BREAKING: Yankees avoid arbitration with Severino, agree to four-year extension
On
Friday morning, the Yankees avoided a potentially messy arbitration hearing with their ace
by agreeing to a four-year contract with Luis Severino that will buy out all
four of his arbitration-eligible seasons.
The deal, first reported by Joel Sherman, is for $40 million guaranteed
and comes with a $15 million option for a fifth year, or a $2.75 million
buyout. Should the deal go to term,
Severino will be paid out $52.25 million over five seasons.

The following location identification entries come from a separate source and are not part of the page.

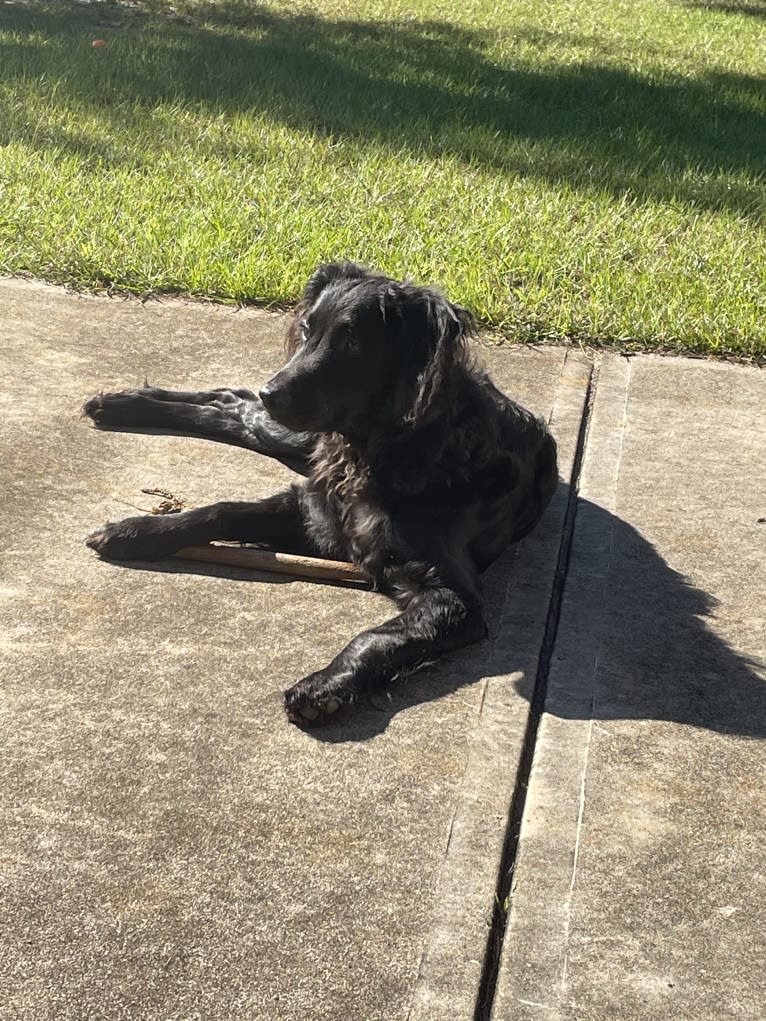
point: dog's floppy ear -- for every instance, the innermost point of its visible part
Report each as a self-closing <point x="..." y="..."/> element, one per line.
<point x="328" y="273"/>
<point x="442" y="330"/>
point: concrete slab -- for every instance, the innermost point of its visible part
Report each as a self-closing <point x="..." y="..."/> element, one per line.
<point x="171" y="847"/>
<point x="639" y="885"/>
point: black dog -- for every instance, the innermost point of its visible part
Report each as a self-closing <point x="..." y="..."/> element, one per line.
<point x="420" y="470"/>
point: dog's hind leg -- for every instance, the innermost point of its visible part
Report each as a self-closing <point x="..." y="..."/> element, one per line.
<point x="235" y="417"/>
<point x="435" y="621"/>
<point x="276" y="522"/>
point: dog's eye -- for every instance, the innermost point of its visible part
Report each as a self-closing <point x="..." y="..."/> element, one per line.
<point x="349" y="339"/>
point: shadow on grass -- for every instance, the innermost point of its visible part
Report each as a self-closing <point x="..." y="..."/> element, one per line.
<point x="414" y="86"/>
<point x="730" y="6"/>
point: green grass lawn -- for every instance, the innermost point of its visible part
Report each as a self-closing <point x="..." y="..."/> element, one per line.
<point x="582" y="169"/>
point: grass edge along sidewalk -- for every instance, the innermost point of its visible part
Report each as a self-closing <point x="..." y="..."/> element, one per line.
<point x="597" y="179"/>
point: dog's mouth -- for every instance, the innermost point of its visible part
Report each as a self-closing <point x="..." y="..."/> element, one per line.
<point x="316" y="417"/>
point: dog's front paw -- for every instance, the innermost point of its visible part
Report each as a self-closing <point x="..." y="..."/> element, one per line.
<point x="110" y="408"/>
<point x="314" y="700"/>
<point x="132" y="539"/>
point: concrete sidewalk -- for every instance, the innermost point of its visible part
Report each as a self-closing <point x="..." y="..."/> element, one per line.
<point x="172" y="848"/>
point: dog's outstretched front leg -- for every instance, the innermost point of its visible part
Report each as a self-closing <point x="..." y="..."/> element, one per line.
<point x="435" y="621"/>
<point x="276" y="522"/>
<point x="235" y="417"/>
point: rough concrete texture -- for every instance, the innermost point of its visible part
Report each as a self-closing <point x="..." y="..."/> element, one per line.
<point x="171" y="847"/>
<point x="639" y="888"/>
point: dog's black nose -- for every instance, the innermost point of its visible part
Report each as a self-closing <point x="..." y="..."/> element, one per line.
<point x="270" y="394"/>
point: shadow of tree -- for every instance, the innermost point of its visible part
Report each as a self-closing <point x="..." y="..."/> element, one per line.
<point x="421" y="87"/>
<point x="754" y="9"/>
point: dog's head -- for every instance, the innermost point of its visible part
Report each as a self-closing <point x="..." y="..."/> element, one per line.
<point x="367" y="352"/>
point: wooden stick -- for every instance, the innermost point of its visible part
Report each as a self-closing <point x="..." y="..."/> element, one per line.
<point x="264" y="560"/>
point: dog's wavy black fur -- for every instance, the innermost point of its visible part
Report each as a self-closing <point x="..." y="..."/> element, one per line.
<point x="419" y="470"/>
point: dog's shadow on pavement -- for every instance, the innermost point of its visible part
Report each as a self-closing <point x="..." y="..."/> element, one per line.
<point x="645" y="647"/>
<point x="636" y="641"/>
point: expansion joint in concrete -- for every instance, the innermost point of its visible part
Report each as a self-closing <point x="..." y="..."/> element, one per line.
<point x="504" y="891"/>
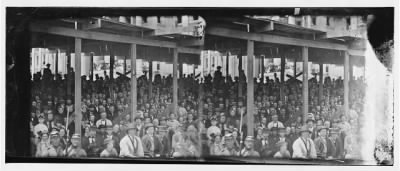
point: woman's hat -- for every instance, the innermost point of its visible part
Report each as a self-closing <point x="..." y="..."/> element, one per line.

Severino package: Sign $2M. 2019: $4M. 2020: $10M— Joel Sherman (@Joelsherman1) February 15, 2019
2021: $10.25M. 2022: $11M
2023 (club option): $15M with $2.75M buyout. So can max out at $52.25M #Yankees
Severino
was the lone Yankee not to settle on a contract prior to arbitration, seeking $5.25
million for this upcoming season, while the team countered with a $4.4 million
figure. When all is said and done, Severino
will earn $6 million in 2019 ($4 million base + $2 million signing bonus), but
will be on a team-friendly, guaranteed deal through his age-28 season, with the
option year being his age-29 season.
The
Philadelphia Phillies agreed on a similar deal with their own ace, Aaron Nola, earlier
this week, and the structure of that deal was undoubtedly the framework for
Severino’s extension.
Another
great note from Sherman, this is the eighth time the Yankees have come to a pre-arb
contract extension with one of their players. The previous seven? Tino Martinez, Derek Jeter, Mariano Rivera,
Andy Pettitte, Jorge Posada, Robinson Cano and Brett Gardner.
Severino,
just a week shy of his 25th birthday, has reportedly dropped 12-15 pounds this
offseason after a new workout and diet plan.
He is coming off a season in which he went 19-8 with a 3.39 ERA &
1.145 WHIP, however, the second half of the season was marred by pitch tipping
and ineffectiveness. He’ll hope to
return to ace form atop the New York rotation in 2019.
The Yankees will hold a press conference on Saturday morning to officially announce the deal.